Devlet gücü, insanların maddi ve siyasi güç elde etme çabaları açısından kötü niyetli bireylerin hedefi haline gelmektedir. Kötü niyetli kişiler, bu gücü ele geçirerek ülke ve devlet çıkarlarını gözetmek yerine kendi çıkarları doğrultusunda kullanmayı amaçlar. Sonuç olarak, büyük zenginlikler ve siyasi kazançlar elde edilir. Oysaki, ideal olan, bireylerin devlet adına çalışarak ülkenin kalkınmasına katkıda bulunmalarıdır; devletin kişisel çıkarlar için kullanılmaması gerekmektedir. Bu çerçevede, devlet yönetiminde iyi niyetliler ile kötü niyetliler, ya da başka bir deyişle liyakatli ve liyakatsiz kişiler arasında bir mücadele yaşanmaktadır.

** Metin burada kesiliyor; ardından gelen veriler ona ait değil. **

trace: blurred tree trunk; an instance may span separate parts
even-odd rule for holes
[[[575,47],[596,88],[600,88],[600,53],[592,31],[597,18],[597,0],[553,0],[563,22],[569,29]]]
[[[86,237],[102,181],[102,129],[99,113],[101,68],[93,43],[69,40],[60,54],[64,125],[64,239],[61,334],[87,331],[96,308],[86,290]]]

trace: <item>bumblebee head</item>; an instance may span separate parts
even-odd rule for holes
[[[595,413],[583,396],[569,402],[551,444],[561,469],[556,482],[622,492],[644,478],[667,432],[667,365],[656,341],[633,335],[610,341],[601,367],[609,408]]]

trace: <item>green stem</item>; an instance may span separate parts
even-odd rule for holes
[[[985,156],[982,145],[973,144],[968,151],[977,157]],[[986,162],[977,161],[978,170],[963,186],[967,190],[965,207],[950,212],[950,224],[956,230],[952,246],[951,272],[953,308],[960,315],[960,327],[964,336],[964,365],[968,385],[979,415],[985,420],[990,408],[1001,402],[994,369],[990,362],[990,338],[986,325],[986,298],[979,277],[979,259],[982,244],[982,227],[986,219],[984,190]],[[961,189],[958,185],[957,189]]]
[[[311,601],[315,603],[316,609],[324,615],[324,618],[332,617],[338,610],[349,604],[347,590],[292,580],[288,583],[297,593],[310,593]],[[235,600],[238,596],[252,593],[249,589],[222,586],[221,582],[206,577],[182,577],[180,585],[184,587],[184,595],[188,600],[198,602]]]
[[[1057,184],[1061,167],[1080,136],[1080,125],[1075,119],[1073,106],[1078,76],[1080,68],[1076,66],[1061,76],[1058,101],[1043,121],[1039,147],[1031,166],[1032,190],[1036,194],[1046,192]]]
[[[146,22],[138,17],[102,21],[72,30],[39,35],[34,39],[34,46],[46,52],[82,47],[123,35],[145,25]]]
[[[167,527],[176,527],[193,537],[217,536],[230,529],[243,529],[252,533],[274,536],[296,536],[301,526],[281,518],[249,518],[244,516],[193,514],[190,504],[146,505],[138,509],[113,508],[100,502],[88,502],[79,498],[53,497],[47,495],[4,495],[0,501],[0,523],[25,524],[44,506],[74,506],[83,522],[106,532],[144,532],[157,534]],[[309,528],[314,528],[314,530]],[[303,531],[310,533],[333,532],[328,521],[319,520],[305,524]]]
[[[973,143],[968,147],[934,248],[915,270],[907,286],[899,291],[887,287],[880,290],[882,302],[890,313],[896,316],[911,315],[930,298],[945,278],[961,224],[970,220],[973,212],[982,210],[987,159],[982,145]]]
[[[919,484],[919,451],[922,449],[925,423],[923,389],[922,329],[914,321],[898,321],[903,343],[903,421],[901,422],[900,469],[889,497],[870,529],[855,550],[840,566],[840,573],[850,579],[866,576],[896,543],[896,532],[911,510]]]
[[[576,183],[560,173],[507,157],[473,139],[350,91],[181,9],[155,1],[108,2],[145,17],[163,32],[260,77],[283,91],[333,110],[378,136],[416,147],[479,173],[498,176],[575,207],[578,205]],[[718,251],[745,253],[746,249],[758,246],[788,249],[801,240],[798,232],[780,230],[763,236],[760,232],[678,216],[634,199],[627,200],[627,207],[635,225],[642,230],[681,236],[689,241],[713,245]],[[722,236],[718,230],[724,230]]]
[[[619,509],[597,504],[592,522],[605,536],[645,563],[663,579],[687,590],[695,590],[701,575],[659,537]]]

Devlet, siyasiler, bürokratlar ve teknokratlardan oluşan heterojen yönetim yapısına sahiptir. Her bir grup, belirli kesimleri temsil etmekte ve aralarında net sınırlar bulunmaktadır. Bu durum, devlet yönetiminin dengesini oluşturur. Eğer bu denge herhangi bir grup lehine bozulursa, devlet yönetimi bozulur. Bu nedenle, her kesim kendi alanı içinde kalmaya özen göstermelidir. Ancak zaman zaman bazı gruplar, diğerlerinin yetki alanına müdahale ederek yönetimdeki gücü tek başına ele geçirmeye çalışmaktadır. Bu duruma darbe olarak adlandırdığımız vesayet savaşı denir. Geçmişte darbeler daha başarılı olurken, günümüzde toplumun bilinçlenmesi ve bilgiye erişimin kolaylaşması nedeniyle toplum tarafından kabul görmemektedir. Bunun yerine, yasalar üzerindeki değişikliklerle liyakat kriterleri göz ardı edilerek kendi yandaşlarının diğer alanlara yerleştirilmesi şeklinde bir vesayet savaşı ortaya çıkmıştır. Liyakatsiz, ancak kendi görüşlerine sadık olan ve koşulsuz itaat eden kişilerin atanmasıyla, bir grup devlet yönetiminde güç kazanır. Bu duruma örtülü darbe denir.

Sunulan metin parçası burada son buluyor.